The outputs reflect that focus. V1 doesn’t aim for realism. Its videos are more like animated daydreams, sometimes strange, sometimes stunning, but always unmistakably artificial.
In a blog post, founder David Holz described V1 as a stepping stone toward the company’s bigger vision: AI that can generate real-time, open-world simulations.
In the meantime, users can experiment with a set of controls that let them choose automatic or manual animation, adjust camera motion, and extend clips up to 21 seconds.
But that creativity isn't cheap. Video generations use up credits eight times faster than image generations, making Midjourney’s already-premium subscription plans even more limiting for casual users. Basic access starts at $10/month, while unlimited video use (in a slower queue) requires the $60 or $120/month plans. The company says it’s still evaluating pricing.

Boasting over 19 million users on its Discord server, it’s already one of the largest and most active communities in generative AI. That built-in base gives V1 a massive runway. If even a small percentage of users adopt video generation, it could supercharge revenue, expand its influence, and turn it into a serious contender in the video AI space.

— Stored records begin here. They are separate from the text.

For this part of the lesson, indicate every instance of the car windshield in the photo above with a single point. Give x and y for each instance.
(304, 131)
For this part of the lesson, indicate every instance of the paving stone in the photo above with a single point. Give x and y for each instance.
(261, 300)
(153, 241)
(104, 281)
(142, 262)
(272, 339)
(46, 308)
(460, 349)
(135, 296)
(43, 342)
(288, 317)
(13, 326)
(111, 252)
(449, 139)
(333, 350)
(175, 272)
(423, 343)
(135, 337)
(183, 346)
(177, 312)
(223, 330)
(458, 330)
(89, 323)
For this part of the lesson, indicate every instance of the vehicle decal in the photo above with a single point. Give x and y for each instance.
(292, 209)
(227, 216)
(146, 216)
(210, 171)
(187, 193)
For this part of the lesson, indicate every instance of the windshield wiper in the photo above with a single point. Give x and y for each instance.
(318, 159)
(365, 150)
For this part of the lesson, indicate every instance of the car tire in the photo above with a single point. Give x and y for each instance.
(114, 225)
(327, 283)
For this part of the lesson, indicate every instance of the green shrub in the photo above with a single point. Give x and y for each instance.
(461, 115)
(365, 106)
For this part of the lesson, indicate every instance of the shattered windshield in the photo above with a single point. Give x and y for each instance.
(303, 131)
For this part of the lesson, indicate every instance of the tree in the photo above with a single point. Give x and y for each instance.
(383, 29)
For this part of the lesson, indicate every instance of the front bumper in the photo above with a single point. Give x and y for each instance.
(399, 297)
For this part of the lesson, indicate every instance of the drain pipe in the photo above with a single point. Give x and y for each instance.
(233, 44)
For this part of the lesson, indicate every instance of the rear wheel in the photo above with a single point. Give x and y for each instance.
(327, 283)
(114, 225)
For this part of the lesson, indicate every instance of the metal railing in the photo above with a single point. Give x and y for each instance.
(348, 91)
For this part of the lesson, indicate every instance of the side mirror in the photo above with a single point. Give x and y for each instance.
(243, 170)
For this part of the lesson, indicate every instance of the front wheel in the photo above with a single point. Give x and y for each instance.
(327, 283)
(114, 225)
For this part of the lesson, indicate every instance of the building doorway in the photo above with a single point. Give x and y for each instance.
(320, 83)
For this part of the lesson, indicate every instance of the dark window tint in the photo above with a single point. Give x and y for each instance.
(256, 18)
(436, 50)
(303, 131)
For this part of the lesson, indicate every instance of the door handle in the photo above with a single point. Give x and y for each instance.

However, V1’s debut also arrives under a legal cloud. Just days before the launch, Disney and Universal sued Midjourney over alleged copyright infringement tied to its image models. It’s the latest chapter in the industry’s legal standoff over who owns what when machines create art.
Still, the move into video feels inevitable. AI tools are becoming more immersive, more multimodal, and Midjourney, with its strong brand and massive user base on image creation, was never going to sit that out. V1 may not be the most advanced video model on the market, but it adds a new dimension to Midjourney’s creative toolkit. Whether it can scale that vision without losing its identity is the next question.